Aggregate formation was tested in a semiquantitative NK-cell aggregation assay as described by Stoekl et al27 and Caraux et al.24 Aggregate formation efficiency was determined at various time points as indicated.
IC87114 was provided by ICOS (Bothell, WA),28 and used at 5 μM. DMSO controls were performed.
NK cells were handled according to standard protocols. Details are provided in Document S1.

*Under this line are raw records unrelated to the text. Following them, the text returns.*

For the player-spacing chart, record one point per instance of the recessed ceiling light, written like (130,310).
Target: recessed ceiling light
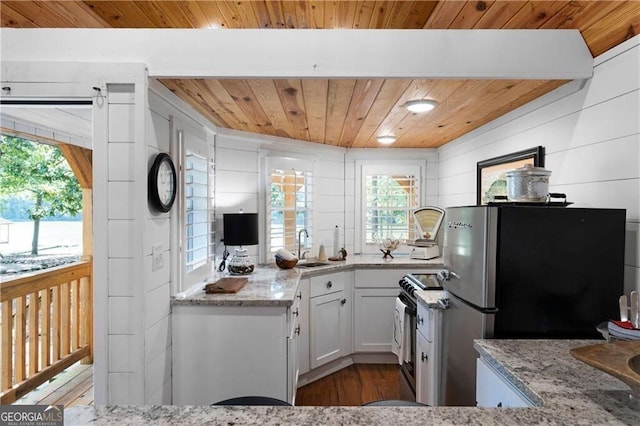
(386,139)
(420,105)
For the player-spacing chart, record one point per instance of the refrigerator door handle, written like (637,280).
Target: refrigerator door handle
(446,275)
(443,303)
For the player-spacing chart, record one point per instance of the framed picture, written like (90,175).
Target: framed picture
(491,180)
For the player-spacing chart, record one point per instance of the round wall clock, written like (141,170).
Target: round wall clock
(162,183)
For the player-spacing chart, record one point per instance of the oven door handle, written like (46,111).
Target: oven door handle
(411,308)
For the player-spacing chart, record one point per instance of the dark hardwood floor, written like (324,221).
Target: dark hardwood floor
(354,385)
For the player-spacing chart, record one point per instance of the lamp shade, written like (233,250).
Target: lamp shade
(240,229)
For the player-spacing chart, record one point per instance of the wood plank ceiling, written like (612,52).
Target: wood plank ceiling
(347,113)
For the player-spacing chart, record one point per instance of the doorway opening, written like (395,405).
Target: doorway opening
(47,266)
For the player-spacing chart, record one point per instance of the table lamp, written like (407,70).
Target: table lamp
(240,229)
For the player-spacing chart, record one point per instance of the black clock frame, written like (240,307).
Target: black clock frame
(152,183)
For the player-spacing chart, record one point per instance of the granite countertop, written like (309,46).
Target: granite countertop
(566,390)
(271,286)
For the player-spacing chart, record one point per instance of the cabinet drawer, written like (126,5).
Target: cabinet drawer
(425,322)
(495,390)
(327,284)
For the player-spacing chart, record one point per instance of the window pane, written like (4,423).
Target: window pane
(197,212)
(389,201)
(289,208)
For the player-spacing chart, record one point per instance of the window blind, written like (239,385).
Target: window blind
(197,227)
(289,208)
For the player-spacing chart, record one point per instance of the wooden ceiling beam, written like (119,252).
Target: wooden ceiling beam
(254,53)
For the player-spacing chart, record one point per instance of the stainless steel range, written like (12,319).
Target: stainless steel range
(409,285)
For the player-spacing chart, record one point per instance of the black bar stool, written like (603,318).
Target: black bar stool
(253,400)
(393,403)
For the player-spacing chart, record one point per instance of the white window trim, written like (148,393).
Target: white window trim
(180,130)
(382,167)
(277,159)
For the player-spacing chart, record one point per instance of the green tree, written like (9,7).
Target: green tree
(42,172)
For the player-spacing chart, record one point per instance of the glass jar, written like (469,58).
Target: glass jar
(240,263)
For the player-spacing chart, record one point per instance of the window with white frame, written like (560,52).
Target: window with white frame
(195,227)
(289,207)
(197,212)
(389,195)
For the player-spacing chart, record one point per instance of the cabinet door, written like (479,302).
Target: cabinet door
(303,320)
(425,377)
(329,319)
(292,362)
(374,315)
(494,390)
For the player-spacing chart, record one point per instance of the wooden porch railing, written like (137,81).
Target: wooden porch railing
(47,325)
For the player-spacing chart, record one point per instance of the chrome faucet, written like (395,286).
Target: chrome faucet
(306,234)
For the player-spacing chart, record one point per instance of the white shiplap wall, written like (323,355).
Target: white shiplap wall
(239,159)
(592,143)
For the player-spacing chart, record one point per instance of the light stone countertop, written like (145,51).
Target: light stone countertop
(567,391)
(270,286)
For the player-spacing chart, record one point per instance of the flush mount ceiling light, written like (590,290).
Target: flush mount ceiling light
(420,105)
(386,139)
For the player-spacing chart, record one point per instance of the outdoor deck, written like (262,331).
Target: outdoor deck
(74,386)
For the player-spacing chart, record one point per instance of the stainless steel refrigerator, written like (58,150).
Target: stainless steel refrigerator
(516,271)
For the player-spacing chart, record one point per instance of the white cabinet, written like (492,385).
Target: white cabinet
(221,352)
(330,317)
(428,355)
(373,320)
(303,320)
(494,390)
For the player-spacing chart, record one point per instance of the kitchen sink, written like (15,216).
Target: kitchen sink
(311,264)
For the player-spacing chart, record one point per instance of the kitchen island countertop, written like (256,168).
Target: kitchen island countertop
(568,391)
(271,286)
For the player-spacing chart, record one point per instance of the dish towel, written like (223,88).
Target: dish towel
(398,346)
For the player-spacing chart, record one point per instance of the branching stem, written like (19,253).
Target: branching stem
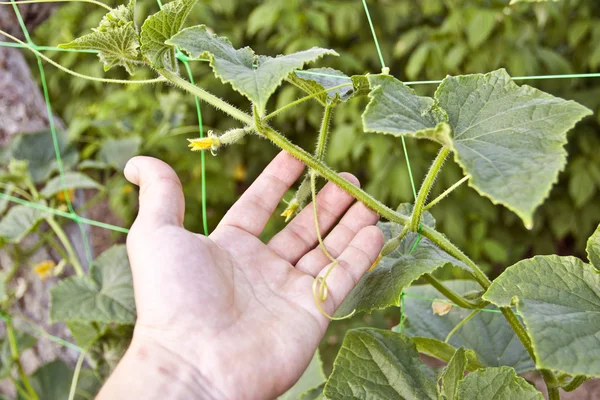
(303,99)
(415,220)
(450,294)
(446,193)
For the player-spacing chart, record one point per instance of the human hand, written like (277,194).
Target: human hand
(228,316)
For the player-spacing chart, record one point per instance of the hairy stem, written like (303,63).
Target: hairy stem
(451,295)
(446,193)
(415,220)
(303,99)
(460,325)
(575,383)
(323,170)
(207,97)
(14,350)
(60,233)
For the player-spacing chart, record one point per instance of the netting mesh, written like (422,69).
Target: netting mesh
(81,221)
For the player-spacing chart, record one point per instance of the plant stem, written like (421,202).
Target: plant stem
(14,350)
(575,383)
(207,97)
(415,220)
(323,170)
(76,374)
(303,99)
(60,233)
(324,132)
(446,193)
(451,295)
(460,324)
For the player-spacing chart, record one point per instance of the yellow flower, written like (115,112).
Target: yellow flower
(207,143)
(127,189)
(239,173)
(44,269)
(441,307)
(61,195)
(290,211)
(379,257)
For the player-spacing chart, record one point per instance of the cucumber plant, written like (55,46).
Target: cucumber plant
(540,314)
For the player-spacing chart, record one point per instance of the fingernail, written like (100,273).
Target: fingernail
(131,172)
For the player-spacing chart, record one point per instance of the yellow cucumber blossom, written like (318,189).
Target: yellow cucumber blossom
(44,269)
(379,257)
(441,307)
(207,143)
(290,211)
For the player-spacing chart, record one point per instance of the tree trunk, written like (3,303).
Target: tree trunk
(22,107)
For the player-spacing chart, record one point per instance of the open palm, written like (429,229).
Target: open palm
(238,311)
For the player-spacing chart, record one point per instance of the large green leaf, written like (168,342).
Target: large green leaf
(593,248)
(487,333)
(453,373)
(254,76)
(116,152)
(159,28)
(312,378)
(105,296)
(72,180)
(317,80)
(443,351)
(38,150)
(559,301)
(500,383)
(382,287)
(379,364)
(19,221)
(508,139)
(115,39)
(395,109)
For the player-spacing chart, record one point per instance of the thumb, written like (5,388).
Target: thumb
(161,196)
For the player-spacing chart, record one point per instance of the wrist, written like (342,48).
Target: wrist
(151,371)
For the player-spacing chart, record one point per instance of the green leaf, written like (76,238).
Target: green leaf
(559,301)
(443,351)
(312,378)
(500,383)
(312,83)
(593,248)
(453,373)
(509,139)
(379,364)
(255,76)
(108,349)
(72,180)
(116,152)
(396,110)
(38,150)
(24,342)
(116,47)
(395,272)
(105,296)
(487,333)
(159,28)
(19,221)
(84,333)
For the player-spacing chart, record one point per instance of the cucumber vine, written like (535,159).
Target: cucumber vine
(509,141)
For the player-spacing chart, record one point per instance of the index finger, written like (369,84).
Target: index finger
(253,210)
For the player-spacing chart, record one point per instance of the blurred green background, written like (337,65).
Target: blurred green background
(421,40)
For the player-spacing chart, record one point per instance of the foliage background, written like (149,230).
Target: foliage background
(420,41)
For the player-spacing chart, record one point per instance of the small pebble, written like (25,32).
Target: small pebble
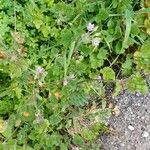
(145,134)
(130,127)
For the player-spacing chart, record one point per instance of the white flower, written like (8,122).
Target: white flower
(90,27)
(96,42)
(39,71)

Human leukemic cells were derived from the bone marrow of patients with CML (n = 7) or BCR/ABL+ ALL (n = 6). Aspirated bone marrow cells were collected in heparin-containing syringes and subjected to isolation of mononuclear cells (MNCs) using Ficoll. All patients gave informed consent in accordance with the Declaration of Helsinki before bone marrow puncture. MNCs were frozen in 90% FCS plus 10% DMSO and stored in liquid nitrogen. For immunoblots thawed human cells or 107 cells from established murine cell lines were lysed, processed as described previously,16,19 and probed either with antibodies specific for PI3Kδ (sc-7176), β (sc-7175), α (sc-7174; all from Santa Cruz Biotechnology, Santa Cruz, CA), and PI3Kγ29 (a generous gift from R. Wetzker, Jena, Germany) which were used as described.30 Anti-pAkt (S473) and anti-Akt antibodies were from Cell Signaling Technology (Danvers, MA).
RNA isolation and RT-PCR analysis
PI3Kδ expression in human and murine leukemic cells
PI3Kδ was expressed in all leukemic cell samples derived from patients with BCR/ABL+ CML and ALL (Figure 1A). PI3Kδ inhibitors are considered novel therapeutic options for the treatment of hematopoietic malignancies. Hence, we studied the impact of PI3Kδ for Abelson-induced leukemia progression. Murine PI3Kδ+/− and PI3Kδ−/− bone marrow cells were infected in vitro with a replication-incompetent ecotropic form of the Abelson virus (Ab-MuLV; v-abl). This procedure renders the cells independent of growth factors and allows them to form stable cell lines. Immortalized cell lines of each genotype were obtained from each bone marrow preparation. These cell lines consisted of B220+CD19+CD43+ cells (Figure 1B). Bone marrow cells express all 4 catalytic PI3K isoforms (α, β, γ, and δ). This pattern changed in the transformed cells that showed a predominant expression of PI3Kα, γ, and δ. As expected, PI3Kδ mRNA and protein was absent in the cell lines derived from PI3Kδ−/− bone marrow (Figure 1C). Moreover, v-abl–transformed cells lost the expression of PI3Kβ—this was detectable both at the mRNA and protein levels (Figure 1C) and confirmed in human patient samples (E.Z., unpublished observations, December 2007). However, the lack of PI3Kδ did not translate into changes in the phosphorylation of Akt, a major downstream signaling molecule (Figure 1D). Similarly, we failed to detect any alterations in the proliferative or apoptotic response of the PI3Kδ−/− compared with PI3Kδ+/− cell lines. Cell-cycle distribution, growth characteristics, apoptotic responses to UV irradiation, and serum withdrawal were comparable in several individually derived cell lines (Figure 1E; data not shown). These experiments supported the conclusion that PI3Kδ was not a prerequisite for the transformation of B cells by the Abelson oncogene and that lack of PI3Kδ did not impair cell proliferation nor alter apoptotic responses of Abelson-transformed cells in vitro.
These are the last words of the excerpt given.